Frequent password changes are the enemy of security, FTC technologist says

2 min read Original article ↗

By studying the data, the researchers identified common techniques account holders used when they were required to change passwords. A password like “tarheels#1″, for instance (excluding the quotation marks) frequently became “tArheels#1″ after the first change, “taRheels#1″ on the second change and so on. Or it might be changed to “tarheels#11″ on the first change and “tarheels#111″ on the second. Another common technique was to substitute a digit to make it “tarheels#2″, “tarheels#3″, and so on.

“The UNC researchers said if people have to change their passwords every 90 days, they tend to use a pattern and they do what we call a transformation,” Cranor explained. “They take their old passwords, they change it in some small way, and they come up with a new password.”

The researchers used the transformations they uncovered to develop algorithms that were able to predict changes with great accuracy. Then they simulated real-world cracking to see how well they performed. In online attacks, in which attackers try to make as many guesses as possible before the targeted network locks them out, the algorithm cracked 17 percent of the accounts in fewer than five attempts. In offline attacks performed on the recovered hashes using superfast computers, 41 percent of the changed passwords were cracked within three seconds.

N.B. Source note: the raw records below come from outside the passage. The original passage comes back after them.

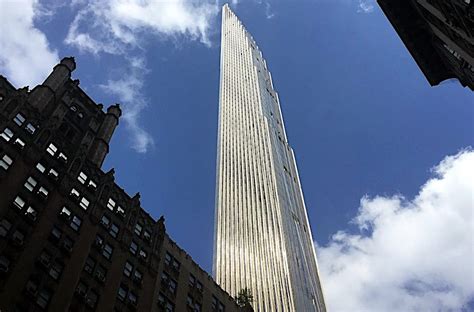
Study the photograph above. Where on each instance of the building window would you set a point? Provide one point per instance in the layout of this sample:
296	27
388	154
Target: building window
169	283
76	223
147	235
19	202
30	184
199	286
168	258
6	162
133	248
175	265
7	134
62	157
101	273
128	268
111	204
105	221
114	230
43	192
107	251
216	305
165	304
67	245
192	280
137	276
92	185
138	229
221	307
18	237
82	177
81	289
31	213
84	203
30	128
89	266
65	213
43	298
92	299
5	227
53	173
120	211
56	234
190	302
143	254
132	298
122	293
55	270
19	142
52	149
4	264
40	167
19	119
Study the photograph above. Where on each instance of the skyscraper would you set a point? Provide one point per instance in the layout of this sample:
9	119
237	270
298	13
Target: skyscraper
71	239
263	238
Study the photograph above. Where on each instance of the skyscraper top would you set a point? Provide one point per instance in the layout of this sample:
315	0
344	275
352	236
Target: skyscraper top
262	235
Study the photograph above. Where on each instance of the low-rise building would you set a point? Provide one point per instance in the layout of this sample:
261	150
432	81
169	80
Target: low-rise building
71	239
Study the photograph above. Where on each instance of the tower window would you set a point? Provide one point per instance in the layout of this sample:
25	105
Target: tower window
30	128
19	119
7	134
6	162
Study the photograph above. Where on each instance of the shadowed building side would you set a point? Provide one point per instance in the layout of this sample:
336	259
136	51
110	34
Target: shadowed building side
439	34
71	239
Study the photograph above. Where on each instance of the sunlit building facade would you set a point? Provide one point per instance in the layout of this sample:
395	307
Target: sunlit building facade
263	238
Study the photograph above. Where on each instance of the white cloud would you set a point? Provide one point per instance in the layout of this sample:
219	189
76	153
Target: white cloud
120	27
112	26
129	91
409	255
25	55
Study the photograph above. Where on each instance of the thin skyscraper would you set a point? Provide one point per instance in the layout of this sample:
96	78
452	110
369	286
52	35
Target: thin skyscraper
263	238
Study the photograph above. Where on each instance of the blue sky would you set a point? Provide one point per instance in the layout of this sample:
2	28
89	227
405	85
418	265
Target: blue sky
369	133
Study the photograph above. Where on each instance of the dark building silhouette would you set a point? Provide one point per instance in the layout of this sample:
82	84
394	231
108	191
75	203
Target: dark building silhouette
439	35
70	238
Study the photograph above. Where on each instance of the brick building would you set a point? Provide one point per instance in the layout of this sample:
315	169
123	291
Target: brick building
70	238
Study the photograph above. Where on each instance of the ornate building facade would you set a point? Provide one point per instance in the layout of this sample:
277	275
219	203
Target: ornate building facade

A separate study from researchers at Carleton University provided a mathematical demonstration that frequent password changes hamper attackers only minimally and probably not enough to offset the inconvenience to end users.

Over the past few years, organizations including the National Institute of Standards and Technology in the US and UK government agency CESG have also concluded that mandated password changes are often ineffective or counterproductive. And now, thanks to Cranor, the FTC has also come around to this thinking. But don’t count on everyone doing away with regular password changes.

“I’m happy to report that for two of my six government passwords, I don’t have to change them anymore,” Cranor said. “We’re still working on the rest.”